‘I haven’t had time yet.’
‘Not had time!’ she repeated, in a tone of something so like the uttermost contempt that I was bewildered.
‘I mean some day or other to have a rummage in the old lumber-room,’ I said.
‘Well, I do think that is the least you can do—if only out of respect to your ancestors. Depend on it, they don’t like to be forgotten any more than other people.’
The intention I had just announced was, however, but just born of her words. I had never yet searched even my grandmother’s bureau, and had but this very moment fancied there might be papers in some old chest in the lumber-room. That room had already begun to occupy my thoughts from another point of view, and hence, in part, no doubt the suggestion.
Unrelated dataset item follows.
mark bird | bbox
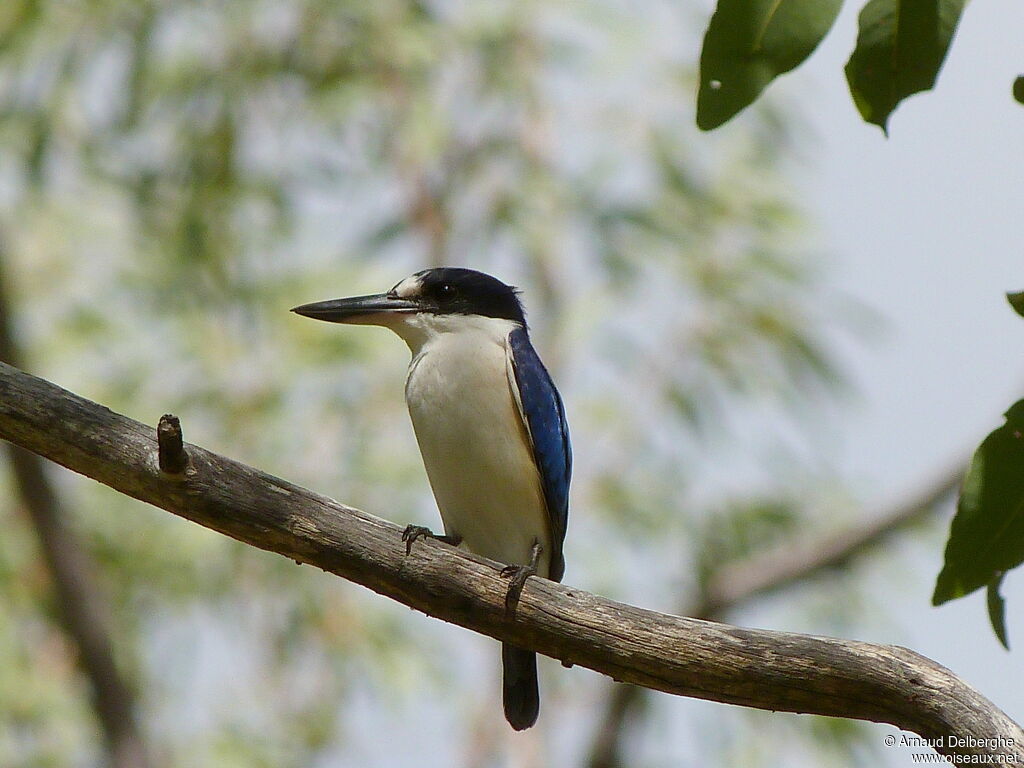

I was anxious to have a visit from Charley. He might bring with him some of our London friends. There was absolutely no common room in the house except the hall-kitchen. The room we had always called the lumber-room was over it, and nearly as large. It had a tall stone chimney-piece, elaborately carved, and clearly had once been a room for entertainment. The idea of restoring it to its original dignity arose in my mind; and I hoped that, furnished after as antique a fashion as I could compass, it would prove a fine room. The windows were small, to be sure, and the pitch rather low, but the whitewashed walls were pannelled, and I had some hopes of the ceiling.
‘Who knows,’ I said to myself, as I walked home that evening, ‘but I may come upon papers? I do remember something in the furthest corner that looks like a great chest.’
Little more had passed between us, but Clara left me with the old Dissatisfaction beginning to turn itself, as if about to awake once more. For the present I hung the half-naked blade upon the wall, for I dared not force it lest the scabbard should go to pieces.
When I reached home, I found a letter from Charley, to the effect that, if convenient, he would pay me a visit the following week. His mother and sister, he said, had been invited to Moldwarp Hall. His father was on the continent for his health. Without having consulted them on the matter, which might involve them in after-difficulty, he would come to me, and so have an opportunity of seeing them in the sunshine of his father’s absence. I wrote at once that I should be delighted to receive him.
The next morning I spent with my man in the lumber-room; and before mid-day the rest of the house looked like an old curiosity shop—it was so littered with odds and ends of dust-bloomed antiquity. It was hard work, and in the afternoon I found myself disinclined for more exercise of a similar sort. I had Lilith out, and took a leisurely ride instead. The next day, and the next also, I remained at home. The following morning I went again to Moldwarp Hall. I had not been busy more than an hour or so when Clara, who, I presume, had in passing heard me at work, looked in.
‘Who is a truant now?’ she said. ‘Aren’t you ashamed of yourself? Here has Miss Brotherton been almost curious concerning your absence, and Sir Giles more than once on the point of sending to inquire after you!’